Some important processes are still missing from our model, such as dust blown from large deserts. Saharan dust, carried on the wind, is a vital source of nutrients for the Amazon and the Atlantic Ocean. So a greener Sahara could have an even bigger global effect than our simulations suggested.
We are only beginning to understand the potential consequences of establishing massive solar farms in the world’s deserts. Solutions like this may help society transition from fossil energy, but Earth system studies like ours underscore the importance of considering the numerous coupled responses of the atmosphere, oceans and land surface when examining their benefits and risks.
Zhengyao Lu, Researcher in Physical Geography, Lund University and Benjamin Smith, Director of Research, Hawkesbury Institute for the Environment, Western Sydney University
This article is republished from The Conversation under a Creative Commons license. Read the original article.
HT/Michael D
Pure rubbish. The energy balance on the globe is the result of sea surface thermostatic control. The energy in and out is controlled to limit the ocean surface temperature to a range of -2C to 30C. Nothing that happens over land alters the energy in the oceans. Land has no propensity to store energy. What comes in each day goes out the same day and night.
The models are unphysical. The results they produce is unphysical.
Look, if the panels warm up too much in the desert sun, just put ’em in the shade.
Jeeze Louise, do I have to think of everything around here.
Article explained that the panel expanse would be self shading via clouds formed from the vast quantity of WV drawn into the area.
The rain falling from those clouds would also make them self cleaning.
The climastrologists finally discovered that clouds are a negative feedback working against CAGW,
And what happens at night? So many deserts lose heat quickly and can be very cold at night, including the Sahara. Here, it will stay abnormally warm, causing problems for the life that does exist, and, goodness, who knows what the unintended consequences of climate cultist actions could be.
So as I understand it, The Sahara was formed when the dry down-welling air of the Hadley cell moved from coming down over extreme southern Italy to south of the Mediterranean Sea due to the cooling after the Roman Warm period. If we place a large (100s of square miles) heat collecting plant in the desert and it applies an updraft that draws in sea laden air, wouldn’t that just push the Hadley down-welling air north to the Mediterranean? It also might move the path of the Coriolis induced westerlies a few degrees north in latitude. That could have some impact on tropical cyclone formation as the waves would be coming off of the extreme north of Africa and southern Spain over oceans that are not quite as warm. Though all of these perturbations would be localized to the area around The Sahara. The Hadley cell in the rest of the world would still be down-welling at the same latitudes, unless the plan is to cover all those latitudes with solar heat plants.
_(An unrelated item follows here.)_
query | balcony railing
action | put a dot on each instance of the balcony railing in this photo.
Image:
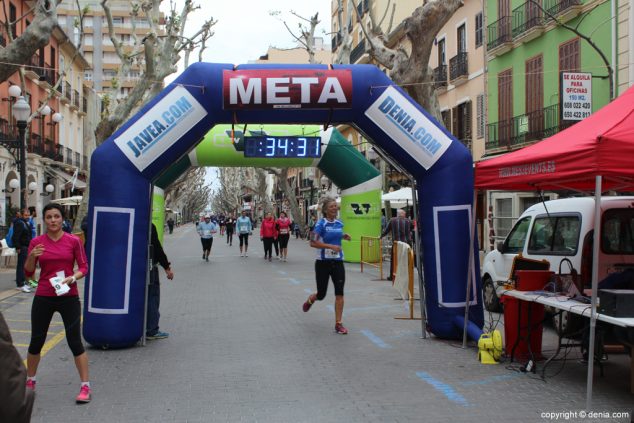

Of course, the next question is how would this effect the southern Hadley cell?
I saw a plan years ago to pave a large patch (100s of square miles) of the eastern Sahara to attempt to induce rainfall. As I recall, it was laughed off the world stage.
Actually, LOCALLY heating the surface of the Earth in a part of the world that is very dry will have a very small, possibly negative impact. The rate of heat loss in the Sahara is such that it often freezes at night on the same desert that reaches 120F during the day. Heat loss from higher temperatures during a clear night is actually faster than from cooler temperatures. This sort of localized heating may raise the Earth’s temperature average, but is IMO unlikely to cause a uniform increase in global temperature. This is nothing compared to the urban heat island effect or the effect of the millions of square kilometers of tarmac covered roadway all over the world.
Put the solar panels in orbit, where they belong.
I guess solar panels will increase nighttime radiation an cool the air better at night than the soil they are build on. For now a Sahara solar panel farm is very distant.